Pinterest’s Visual Lens: How computer vision explores your taste
The science behind personalized visual recommendations
When it comes to looking for something you want to try — a new salad recipe, a new classy dress, a new chair for your living room — you really need to see it first. Humans are visual creatures. We use our eyes to decide if something looks good, or if it matches our style.
I’m a huge fan of Pinterest, and particularly its Visual Lens. Why? It allows me to discover things that intrigue me, and allow me to go inside. When I spot something out in the world that looks interesting, but when I try to search for it online later, words fail me. I have this rich, colorful picture in my mind, but I can’t translate into the words I need to find it. Pinterest’s Visual Lens is a way to discover ideas without having to find the right words to describe them first.
Just point Lens at a pair of shoes, then tap to see related styles or even ideas for what else to wear them with. Or try it on a table to find similar designs, and even other furniture from the same era. You can also use Lens with food. Just point it at cauliflower or potatoes to see what recipes come up. Patterns and colors can also lead you in fun, interesting or even just plain weird new directions.
So how does Pinterest do such an amazing job of searching through vision and personalizing visual recommendations for its users?

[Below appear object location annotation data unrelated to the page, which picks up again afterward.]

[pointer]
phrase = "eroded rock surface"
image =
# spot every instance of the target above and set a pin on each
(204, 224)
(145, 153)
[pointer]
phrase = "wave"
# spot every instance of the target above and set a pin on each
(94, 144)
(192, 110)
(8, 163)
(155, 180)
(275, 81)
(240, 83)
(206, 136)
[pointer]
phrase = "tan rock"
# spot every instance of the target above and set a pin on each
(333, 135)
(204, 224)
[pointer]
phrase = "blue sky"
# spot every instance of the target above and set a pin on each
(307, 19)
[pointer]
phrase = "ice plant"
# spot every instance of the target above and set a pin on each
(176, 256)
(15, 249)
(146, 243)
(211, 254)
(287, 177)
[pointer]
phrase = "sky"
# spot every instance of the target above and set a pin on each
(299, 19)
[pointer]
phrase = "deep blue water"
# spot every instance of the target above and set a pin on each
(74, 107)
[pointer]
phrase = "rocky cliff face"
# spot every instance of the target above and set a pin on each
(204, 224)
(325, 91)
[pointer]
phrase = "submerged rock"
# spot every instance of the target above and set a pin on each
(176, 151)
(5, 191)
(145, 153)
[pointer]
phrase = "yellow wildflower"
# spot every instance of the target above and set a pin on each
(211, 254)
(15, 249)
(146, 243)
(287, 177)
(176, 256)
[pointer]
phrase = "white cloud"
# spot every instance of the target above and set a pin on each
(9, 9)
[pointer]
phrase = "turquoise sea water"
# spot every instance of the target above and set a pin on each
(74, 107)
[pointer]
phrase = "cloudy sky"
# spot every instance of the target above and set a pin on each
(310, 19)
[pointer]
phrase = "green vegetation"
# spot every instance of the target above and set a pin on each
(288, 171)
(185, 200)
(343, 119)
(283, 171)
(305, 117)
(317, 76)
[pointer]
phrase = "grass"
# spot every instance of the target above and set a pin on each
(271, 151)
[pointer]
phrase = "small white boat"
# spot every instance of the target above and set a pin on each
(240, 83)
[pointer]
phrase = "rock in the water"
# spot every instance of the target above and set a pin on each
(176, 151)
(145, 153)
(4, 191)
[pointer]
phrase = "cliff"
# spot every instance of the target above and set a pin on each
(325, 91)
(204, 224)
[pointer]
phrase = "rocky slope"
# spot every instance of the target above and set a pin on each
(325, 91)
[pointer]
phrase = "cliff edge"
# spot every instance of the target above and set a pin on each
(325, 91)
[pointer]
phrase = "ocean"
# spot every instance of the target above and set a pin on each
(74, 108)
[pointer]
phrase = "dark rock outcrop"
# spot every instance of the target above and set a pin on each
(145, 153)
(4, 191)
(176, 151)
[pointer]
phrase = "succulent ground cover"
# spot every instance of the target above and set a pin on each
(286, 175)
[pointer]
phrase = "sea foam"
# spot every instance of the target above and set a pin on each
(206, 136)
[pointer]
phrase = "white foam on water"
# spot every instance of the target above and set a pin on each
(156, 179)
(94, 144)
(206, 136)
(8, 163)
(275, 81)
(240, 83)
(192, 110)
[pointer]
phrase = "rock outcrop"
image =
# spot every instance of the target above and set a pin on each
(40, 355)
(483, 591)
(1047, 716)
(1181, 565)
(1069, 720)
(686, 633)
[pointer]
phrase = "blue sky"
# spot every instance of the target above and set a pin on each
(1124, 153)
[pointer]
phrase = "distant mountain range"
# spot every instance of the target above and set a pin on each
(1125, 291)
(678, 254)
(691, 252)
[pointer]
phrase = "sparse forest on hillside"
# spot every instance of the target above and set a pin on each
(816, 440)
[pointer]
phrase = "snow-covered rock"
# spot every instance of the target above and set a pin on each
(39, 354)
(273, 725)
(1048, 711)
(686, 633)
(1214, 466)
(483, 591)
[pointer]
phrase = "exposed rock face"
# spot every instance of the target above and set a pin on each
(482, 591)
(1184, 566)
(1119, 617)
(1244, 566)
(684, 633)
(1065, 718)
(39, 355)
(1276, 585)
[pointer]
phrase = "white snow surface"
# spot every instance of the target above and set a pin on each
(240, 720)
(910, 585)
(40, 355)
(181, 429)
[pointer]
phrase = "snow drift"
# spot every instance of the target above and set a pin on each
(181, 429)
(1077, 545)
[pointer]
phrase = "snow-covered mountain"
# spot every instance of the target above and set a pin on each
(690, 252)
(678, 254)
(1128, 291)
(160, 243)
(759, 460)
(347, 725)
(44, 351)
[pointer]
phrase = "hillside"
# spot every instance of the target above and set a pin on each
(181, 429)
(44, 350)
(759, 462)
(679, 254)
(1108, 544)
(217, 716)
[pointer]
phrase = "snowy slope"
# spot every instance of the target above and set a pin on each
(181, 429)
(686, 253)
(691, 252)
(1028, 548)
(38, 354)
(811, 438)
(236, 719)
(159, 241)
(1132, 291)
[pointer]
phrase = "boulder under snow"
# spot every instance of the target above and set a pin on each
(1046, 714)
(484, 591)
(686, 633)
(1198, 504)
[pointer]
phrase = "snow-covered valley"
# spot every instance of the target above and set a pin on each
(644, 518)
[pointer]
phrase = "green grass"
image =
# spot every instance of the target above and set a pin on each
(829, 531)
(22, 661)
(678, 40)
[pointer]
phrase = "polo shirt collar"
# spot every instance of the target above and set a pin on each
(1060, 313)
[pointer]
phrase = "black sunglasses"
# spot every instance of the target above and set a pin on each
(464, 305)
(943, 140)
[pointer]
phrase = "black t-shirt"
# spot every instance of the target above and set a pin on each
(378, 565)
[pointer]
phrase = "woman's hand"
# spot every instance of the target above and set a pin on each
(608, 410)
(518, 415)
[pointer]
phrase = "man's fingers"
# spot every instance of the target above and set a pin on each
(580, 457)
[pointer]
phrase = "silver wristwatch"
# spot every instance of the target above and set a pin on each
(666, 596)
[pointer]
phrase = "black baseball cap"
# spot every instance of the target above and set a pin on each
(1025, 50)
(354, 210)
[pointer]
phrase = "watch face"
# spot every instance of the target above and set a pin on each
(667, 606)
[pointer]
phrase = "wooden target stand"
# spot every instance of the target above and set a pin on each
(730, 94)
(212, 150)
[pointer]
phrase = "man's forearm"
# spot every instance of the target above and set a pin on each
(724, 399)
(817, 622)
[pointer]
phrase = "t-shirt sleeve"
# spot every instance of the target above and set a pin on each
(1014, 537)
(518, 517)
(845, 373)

After two weeks of digging through the company’s engineering blog and press exposure, I feel grateful to have finally gotten a glimpse behind the curtain. It turns out that the product is an instance of machine learning applications at Pinterest, which are widespread in a variety of business areas. Let’s zoom out for a second to look at how machine learning is being used at Pinterest.
An Overview of Machine Learning Usage at Pinterest
As a visual discovery engine, Pinterest has many challenging problems that can be solved using machine learning techniques:
- What interests shall we recommend to a new user?
- How to generate an engaging home-feed?
- How do pins relate to each other?
- What interests does a pin belong to?
The critical moment happened in January 2015, when Pinterest acquired Kosei — a machine learning startup with expertise in recommender systems. Since then, machine learning has been used across Pinterest in multiple areas: from the Discovery team that provides recommendations, related content, and predicts the likelihood that a person will pin content; to the Growth team that uses intelligence models to determine which emails to send and prevent churn; from the Monetization team that does ad performance and relevance prediction; to the Data team that builds out a real-time distributed system for machine learning with Spark.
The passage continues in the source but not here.